Indahnya savana siang kemarin tak terlihat lagi. Dingin, menusuk hingga ke tulang. matahari pagi seakan tak berdaya. Panasnya kalah telak oleh lembutnya embun.
Pagi itu, Kibo dan Amm masih sibuk dengan mimpi masing-masing, terlelap hingga lupa menyapa mentari. Lelah dan dingin mungkin jadi penyebabnya.
Masih teringat jelas janji mereka bangun pagi malam sebelum terlelap. Janji yang kini teracuka, teringkari. Padahal matahari telah berada cukup tinggi. Gerombolan pendaki pun telah bersiap melahap tanjakan menujuh puncak.

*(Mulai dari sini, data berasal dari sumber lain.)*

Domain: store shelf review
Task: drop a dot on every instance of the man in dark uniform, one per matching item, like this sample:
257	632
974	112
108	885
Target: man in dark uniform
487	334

Kibo adalah rekan sekaligus teman jalan saya. Di dekatnya saya merasa aman. Setiap akan melakukan perjalanan jauh, saya selalu berpesan padanya, “Pastika saya pulang dengan selamat!” Kata-kataku itu selalu dijawabnya dengan kalimat yang cukup menyakinkan. “Tenang saja, semua akan baik-baik saja selama kita tak berbuat hal yang salah.”
Kemampuan navigasi dan surfivernya tak pernah saya ragukan. Pengalamannya sebagai anggota Mahasiswa Pecinta Alam (MAPALA) membuat ia menguasai beberapa hal tentang bertahan hidup dalam kondosi esktrim sekaligus.
Ia juga begitu mudah berteman dengan semua orang. Keakbaran yang ia bangun kadang memberi kami nasib baik. Diberi makan gratis atau diperbolehkan tinggal di rumah orang yang baru kami kenal.
Ia juga teman yang baik. Bersamanya saya membangun Dimensi Indonesia. Mengunjungi banyak dan keliling Indonesia adalah impian kami. Sesuatu yang kini mulai kami wujudkan.
Lombok jadi provinsi luar Sulawesi Selatan yang pertama Dimensi Indonesia kunjungi. Sebuah kota tempat gunung Rinjani berada. Gunung yang konon dihuni dewi anjani, telah berhasil mengundan ribuan orang kepuncangnya. Ia ibarat bunga semerbak yang mengundang serangga tuk mengisap madunya. Dan kami salah satu lebah itu.
Dan jatuh cinta adalah jatuh cinta. Dan saya jatuh cinta bahkan sebelum melihatnya. Dan semuanya dimulai hari itu, dari sebuah keinginan melampaui batas, keinginan menembus awan dan menyentu langit.